Low-flow Extracorporeal Carbon Dioxide Removal in COVID-19-associated Acute Respiratory Distress Syndrome

Sponsor
University of Giessen (Other)
Overall Status
Recruiting
CT.gov ID
NCT04351906
Collaborator
(none)
20
1
1
25.9
0.8

Study Details

Study Description

Brief Summary

The study aims to investigate the efficacy of extracorporeal CO2 removal for correction of hypercapnia in coronavirus disease 19 (COVID-19)-associated acute respiratory distress syndrome

Condition or Disease Intervention/Treatment Phase
  • Device: ECCO2R
N/A

Detailed Description

The prevalence of acute respiratory distress syndrome (ARDS) caused by COVID-19 is approximately 8%. Lung-protective ventilation is the current standard of care for ARDS. It limits lung and distal organ impairment, but is associated with hypercapnia in approximately 14% of patients with mild to moderate ARDS and almost all patients with severe ARDS. In this setting, early implementing of an extracorporeal CO2 removal (ECCO2R) therapy may prevent further escalation of invasiveness of therapy (eg, need for extracorporeal membrane oxygenation (ECMO)). A number of low-flow ECCO2R devices are now available and some of those can be integrated into a renal replacement therapy (RRT) platform. This study aims to investigate the efficacy of an original ECCO2R system used in conjunction with a RRT platform in hypercapnic patients with COVID-19-associated mild-to-moderate ARDS with or without acute kidney injury (AKI) necessitating RRT.

Study Design

Study Type:
Interventional
Anticipated Enrollment :
20 participants
Allocation:
N/A
Intervention Model:
Single Group Assignment
Intervention Model Description:
ECCO2RECCO2R
Masking:
None (Open Label)
Primary Purpose:
Treatment
Official Title:
Low-flow Extracorporeal Carbon Dioxide Removal Using a Renal Replacement Therapy Platform for Correction of Hypercapnia in COVID-19-associated Acute Respiratory Distress Syndrome
Actual Study Start Date :
May 3, 2020
Anticipated Primary Completion Date :
May 31, 2022
Anticipated Study Completion Date :
Jun 30, 2022

Arms and Interventions

Arm Intervention/Treatment
Other: ECCO2R

ECCO2R in patients with mild to moderate ARDS with/without AKI requiring dialysis.

Device: ECCO2R
ECCO2R integrated into the multiFiltrate device

Outcome Measures

Primary Outcome Measures

  1. Delta change in arterial partial pressure of carbon dioxide during ECCO2R treatment [Up to 72 hours]

    Delta partial pressure of carbon dioxide change during ECCO2R treatment

Secondary Outcome Measures

  1. Change in vasopressor use during ECCO2R [Up to 72 hours]

    Epinephrine and norepinephrine dose, mcg/kg/min

  2. Assessment of changes in tidal volume during ECCO2R [Up to 72 hours]

    Assessment of changes in tidal volume

  3. Assessment of changes in pH during ECCO2R [Up to 72 hours]

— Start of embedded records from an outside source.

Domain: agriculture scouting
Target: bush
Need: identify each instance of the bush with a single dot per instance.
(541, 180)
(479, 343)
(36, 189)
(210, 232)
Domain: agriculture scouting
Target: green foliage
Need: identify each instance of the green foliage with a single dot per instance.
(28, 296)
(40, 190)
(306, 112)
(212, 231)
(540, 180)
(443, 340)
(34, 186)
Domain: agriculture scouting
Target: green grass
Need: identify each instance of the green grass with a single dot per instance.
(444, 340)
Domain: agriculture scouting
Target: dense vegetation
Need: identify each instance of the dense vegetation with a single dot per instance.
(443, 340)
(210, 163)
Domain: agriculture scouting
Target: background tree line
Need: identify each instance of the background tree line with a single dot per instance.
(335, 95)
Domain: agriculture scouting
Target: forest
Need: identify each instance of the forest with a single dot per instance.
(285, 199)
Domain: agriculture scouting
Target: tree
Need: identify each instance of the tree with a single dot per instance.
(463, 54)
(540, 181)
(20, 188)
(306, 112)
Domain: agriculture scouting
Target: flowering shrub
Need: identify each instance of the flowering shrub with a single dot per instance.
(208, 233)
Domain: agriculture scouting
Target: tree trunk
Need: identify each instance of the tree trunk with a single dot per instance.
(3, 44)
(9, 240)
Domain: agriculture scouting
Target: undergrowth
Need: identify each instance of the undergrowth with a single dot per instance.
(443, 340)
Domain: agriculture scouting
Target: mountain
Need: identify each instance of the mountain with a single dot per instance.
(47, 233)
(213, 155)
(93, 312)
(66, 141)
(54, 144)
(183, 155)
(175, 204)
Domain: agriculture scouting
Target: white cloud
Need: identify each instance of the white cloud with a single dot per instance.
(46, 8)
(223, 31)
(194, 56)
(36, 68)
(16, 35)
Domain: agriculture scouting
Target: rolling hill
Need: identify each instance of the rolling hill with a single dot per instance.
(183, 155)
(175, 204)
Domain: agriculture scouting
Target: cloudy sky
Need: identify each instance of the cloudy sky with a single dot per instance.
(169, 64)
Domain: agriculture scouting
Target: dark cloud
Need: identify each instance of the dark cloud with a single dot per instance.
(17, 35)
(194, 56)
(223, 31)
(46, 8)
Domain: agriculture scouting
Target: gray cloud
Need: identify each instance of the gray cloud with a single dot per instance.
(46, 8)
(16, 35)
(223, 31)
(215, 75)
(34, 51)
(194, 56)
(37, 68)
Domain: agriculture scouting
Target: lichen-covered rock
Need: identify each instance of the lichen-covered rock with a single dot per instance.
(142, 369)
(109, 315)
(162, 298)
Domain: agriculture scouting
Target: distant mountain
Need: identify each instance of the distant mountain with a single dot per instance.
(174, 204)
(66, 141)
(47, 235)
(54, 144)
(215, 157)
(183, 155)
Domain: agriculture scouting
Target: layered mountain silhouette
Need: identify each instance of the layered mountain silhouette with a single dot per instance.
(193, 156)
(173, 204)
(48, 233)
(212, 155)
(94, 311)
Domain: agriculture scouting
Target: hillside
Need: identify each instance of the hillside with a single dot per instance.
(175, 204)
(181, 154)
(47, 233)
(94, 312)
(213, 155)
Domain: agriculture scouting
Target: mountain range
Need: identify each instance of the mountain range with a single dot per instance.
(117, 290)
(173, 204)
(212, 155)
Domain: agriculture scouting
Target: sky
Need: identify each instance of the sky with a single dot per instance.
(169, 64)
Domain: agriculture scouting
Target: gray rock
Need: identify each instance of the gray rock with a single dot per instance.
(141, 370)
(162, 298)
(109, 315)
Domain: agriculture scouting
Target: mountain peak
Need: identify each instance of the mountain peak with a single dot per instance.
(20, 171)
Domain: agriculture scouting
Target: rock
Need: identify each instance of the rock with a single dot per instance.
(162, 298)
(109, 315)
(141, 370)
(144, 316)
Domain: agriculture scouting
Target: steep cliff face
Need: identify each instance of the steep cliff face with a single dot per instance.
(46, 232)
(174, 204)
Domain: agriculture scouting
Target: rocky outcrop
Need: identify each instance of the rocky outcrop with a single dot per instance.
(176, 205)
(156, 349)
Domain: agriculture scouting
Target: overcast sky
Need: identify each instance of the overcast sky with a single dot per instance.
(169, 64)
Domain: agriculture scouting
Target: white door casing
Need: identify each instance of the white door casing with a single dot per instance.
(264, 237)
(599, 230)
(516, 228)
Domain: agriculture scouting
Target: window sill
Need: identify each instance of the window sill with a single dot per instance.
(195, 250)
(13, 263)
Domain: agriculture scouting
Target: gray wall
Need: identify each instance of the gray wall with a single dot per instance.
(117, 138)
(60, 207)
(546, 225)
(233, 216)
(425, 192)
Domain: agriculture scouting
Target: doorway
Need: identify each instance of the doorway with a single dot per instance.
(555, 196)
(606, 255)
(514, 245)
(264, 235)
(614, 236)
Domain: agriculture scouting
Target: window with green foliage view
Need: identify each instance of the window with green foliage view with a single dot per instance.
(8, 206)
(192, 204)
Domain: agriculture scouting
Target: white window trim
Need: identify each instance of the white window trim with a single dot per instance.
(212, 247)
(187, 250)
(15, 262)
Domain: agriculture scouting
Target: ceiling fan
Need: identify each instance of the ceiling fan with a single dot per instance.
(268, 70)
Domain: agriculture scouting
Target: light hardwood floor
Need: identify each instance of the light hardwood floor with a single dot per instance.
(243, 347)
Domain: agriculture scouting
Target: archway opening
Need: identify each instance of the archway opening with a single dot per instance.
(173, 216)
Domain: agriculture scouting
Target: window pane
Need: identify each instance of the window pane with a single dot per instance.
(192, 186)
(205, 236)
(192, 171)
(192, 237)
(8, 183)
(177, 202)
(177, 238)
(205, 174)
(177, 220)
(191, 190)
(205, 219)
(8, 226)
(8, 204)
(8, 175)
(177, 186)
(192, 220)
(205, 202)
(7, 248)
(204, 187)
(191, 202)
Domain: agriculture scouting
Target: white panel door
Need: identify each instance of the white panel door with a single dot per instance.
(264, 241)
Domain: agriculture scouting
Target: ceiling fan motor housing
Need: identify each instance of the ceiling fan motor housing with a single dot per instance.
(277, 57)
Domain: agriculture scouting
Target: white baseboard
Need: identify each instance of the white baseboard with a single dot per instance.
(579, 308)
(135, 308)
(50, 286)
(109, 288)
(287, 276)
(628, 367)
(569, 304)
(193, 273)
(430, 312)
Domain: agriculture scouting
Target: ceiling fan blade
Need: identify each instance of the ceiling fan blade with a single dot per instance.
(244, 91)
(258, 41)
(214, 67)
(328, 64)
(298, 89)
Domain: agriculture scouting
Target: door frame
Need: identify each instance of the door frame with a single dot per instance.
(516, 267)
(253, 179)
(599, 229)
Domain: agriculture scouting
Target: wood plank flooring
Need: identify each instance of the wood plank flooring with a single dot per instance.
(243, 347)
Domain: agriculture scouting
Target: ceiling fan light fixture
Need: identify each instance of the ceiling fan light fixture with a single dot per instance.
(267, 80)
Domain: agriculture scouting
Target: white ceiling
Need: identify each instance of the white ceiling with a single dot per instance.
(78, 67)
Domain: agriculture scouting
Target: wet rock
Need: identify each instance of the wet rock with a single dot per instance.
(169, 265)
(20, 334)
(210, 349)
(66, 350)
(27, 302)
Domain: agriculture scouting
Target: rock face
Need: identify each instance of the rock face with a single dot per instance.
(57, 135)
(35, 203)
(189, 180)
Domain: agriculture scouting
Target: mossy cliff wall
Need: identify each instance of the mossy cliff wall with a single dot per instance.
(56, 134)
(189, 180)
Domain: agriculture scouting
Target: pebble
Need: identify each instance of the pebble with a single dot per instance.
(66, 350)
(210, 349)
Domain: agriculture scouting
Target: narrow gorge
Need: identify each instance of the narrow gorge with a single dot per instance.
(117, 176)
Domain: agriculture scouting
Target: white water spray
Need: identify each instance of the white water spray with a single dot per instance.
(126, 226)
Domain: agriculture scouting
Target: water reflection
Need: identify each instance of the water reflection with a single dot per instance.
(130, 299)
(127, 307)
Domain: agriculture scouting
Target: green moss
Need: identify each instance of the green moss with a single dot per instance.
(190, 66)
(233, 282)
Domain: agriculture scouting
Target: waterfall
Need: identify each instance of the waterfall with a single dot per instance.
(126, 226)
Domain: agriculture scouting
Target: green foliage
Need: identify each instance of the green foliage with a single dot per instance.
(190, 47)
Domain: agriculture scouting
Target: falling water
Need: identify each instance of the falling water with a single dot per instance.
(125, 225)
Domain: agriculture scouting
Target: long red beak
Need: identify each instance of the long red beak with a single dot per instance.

    Assessment of changes in pH

  4. Assessment of changes in Positive End-Expiratory Pressure during ECCO2R [Up to 72 hours]

    Assessment of changes in Positive End-Expiratory Pressure

  5. Number of participants with adverse events directly related to ECCO2R [Up to 72 hours]

    Adverse events directly related to ECCO2R are infection at the catheter site, hemorrhage at the cannulation site, air entry in the circuit.

  6. Rate of technical adverse events related to ECCO2R [Up to 72 hours]

    Adverse events directly related to ECCO2R are clotting of the circuit.

  7. Delta change in venous partial pressure of carbon dioxide before and after ECCO2R membrane [Up to 72 hours]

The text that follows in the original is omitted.